Наська одергивает платье, потупляется. От Василия пахнет водкой и рыбой, он говорит хриплым смиренным голосом:
— Хлебушко несем, дух хлебный по тайге пускаем… Хлеб наш насущный…
Василий смеется, кхекая, трогает белой узкой ладонью Наськино плечо:
— Девка в соку, хлеб горячий… Грехи, всюду грехи… — Он медленно ведет рукой по спине Наськи, говорит, озирая кусты: — И в этакой глуши соблазн…

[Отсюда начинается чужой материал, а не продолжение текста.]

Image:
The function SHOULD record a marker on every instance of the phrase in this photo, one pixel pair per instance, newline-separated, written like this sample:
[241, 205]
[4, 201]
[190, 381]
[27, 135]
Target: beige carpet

Брат Василий уходит, что-то бормоча, потрескивая сухими ветками под тяжелыми ногами. Он уже побывал на «тони у коряги» и теперь держит путь в Заброшенки, к бабам, проповедовать слово Христово.
Странный человек. Жил в каком-то селе, ходил по таежным тропам, «яко тать в нощи», не страшился зверья и все говорил молитвы. Наська боялась его глаз, его частого тихого шепота. И всегда вспоминала тревожащие, томящие загадочностью слова:
«В миру вы испытываете страх, но утешьтесь, я преодолел мир… Входите тесными вратами, потому как широки врата и пространен путь, ведущие в погибель, и многие идут ими. Но тесны врата и узок путь, ведущие в жизнь, и немногие находят их».
Что это? О чем? К какой жизни узка дорога?.. Спрашивать — грех, но Наська не могла себя заставить не спрашивать. Она, конечно, грешница. А брат Василий — святой?.. Почему же он водку пьет? Почему с Валентиной, матерью Ивана?.. Наське сделалось стыдно, она много раз назвала себя грешницей и заторопилась, чтобы отстали от нее нечистые мысли. И чего она выдумывает: ведь и святые в Библии… Какой-то Лот жил со своими дочерьми, Иаков — со служанками. Наверное, святым все можно…
«Тонь у коряги» показалась сразу за плотным ельником, дохнула навстречу Наське едким низким дымком. Запахло рыбой — свежей, соленой, тухлой. Отец и Коржов в высоких, до бедер, резиновых сапогах стояли в воде, пластали кривыми сабельными ножами кету. Руки у них были в крови по самые локти, кровь каплями запеклась на щеках отца, склеила скудную бороденку Коржова, от крови розовела вода и темнел песок. Они работали молча, задыхаясь в жаре, исходя усердием.